Here’s how it works: A giant canvas is laid on the ground in front of an elephant, who grips a paintbrush with the tip of his or her trunk. With the help of a mahout, who dips the brush in the paint, the elephant then drags the brush across the canvas. It turns out that each elephant develops his or her own distinctive style. Some do swirls; others execute aggressive strokes. Some prefer solid colors while others mix and blur the pigments. Some elephants will not stop until the entire paper is covered. Others are content with patterns and lines. Unlike monkeys, who will do just about anything you teach them to if you reward them with a banana, the elephants take to the task without rewards or coercion. In one instance, a 10-year-old bull named Bird actually sneaked out of his stall in the middle of the night, broke into the supply room, opened the paint and, without access to a brush, painted the elephant camp village’s buildings and trees with his trunk. Painting is a happy vocation for some of these students, it seems. And a lucrative one.

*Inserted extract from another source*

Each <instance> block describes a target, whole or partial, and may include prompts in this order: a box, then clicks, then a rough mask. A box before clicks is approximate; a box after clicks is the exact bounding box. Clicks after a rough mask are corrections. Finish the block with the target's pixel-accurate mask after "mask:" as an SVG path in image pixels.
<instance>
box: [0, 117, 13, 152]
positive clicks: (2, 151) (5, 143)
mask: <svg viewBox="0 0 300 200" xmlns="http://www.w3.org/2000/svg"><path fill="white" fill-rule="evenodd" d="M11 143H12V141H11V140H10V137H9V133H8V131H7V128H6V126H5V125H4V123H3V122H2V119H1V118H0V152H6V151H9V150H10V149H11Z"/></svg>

But is it art? This may be the headiest question When Elephants Paint tackles. Many people will look at Modern art and snipe, “A monkey could have painted that.” Maybe one could—the elephants can. In fact, the book juxtaposes the work of pachyderm artists Juthanam, Lukkang, Bird and Lukkop with paintings by human forerunners Joan Mitchell, Vasily Kandinsky and Willem de Kooning. You’ll be hard-pressed to tell them apart.

A snapshot of 16-year-old elephant Renee laboring over a bedsheet-sized canvas just across the page from a photo of Jackson Pollock lurched over one of his splatter paintings may be there for comic effect, but it makes its point. “Abstract Expressionism is elephant painting,” Melamid explains. “Both are totally mindless occupations. Pollock, when he discovered drip painting, did he think about it? Even when I paint a realist painting, do I really think about what I’m doing? If you think about it, it shows, and it’s not good. Elephants are really the best Abstract Expressionists— they don’t think too much.”

Not surprisingly, Fineman reports that, “The elephant paintings are being regarded as a novelty and a joke, and by some people as a not very funny joke. People take what they’re doing very seriously and don’t appreciate a project that sticks its tongue out at everything art’s supposed to be about.”

But Fineman argues that this art is legit. “It’s legitimate from a formalist perspective and from the point of view of process, because they’re painted in a similar way,” she explains. “The elephants do approach the canvas in a direct and unmediated way. The image emerges through the process.”

Even if it is art by some criteria, the elephant oeuvre smacks of gimmickry. But Melamid, the prankster, has a reply for this: “There’s no difference between art and a gimmick,” he says. “There’s nothing real in art. Any discovery in art can be perceived as gimmick or a real spiritual discovery … in its own time. Maybe in 100 years Van Gogh won’t be considered a great artist any more.”

Call it gimmick, insult or Abstract Expressionism, people love the elephants’ paintings and the project just sent more than $25,000 back to Thailand. Interested collectors can pick one up for around $350 at www.elephantart.com. As for the book, it’s $40—a portion of which is earmarked to benefit the Asian Elephant Art and Conservation Project—and it’s available at amazon.com.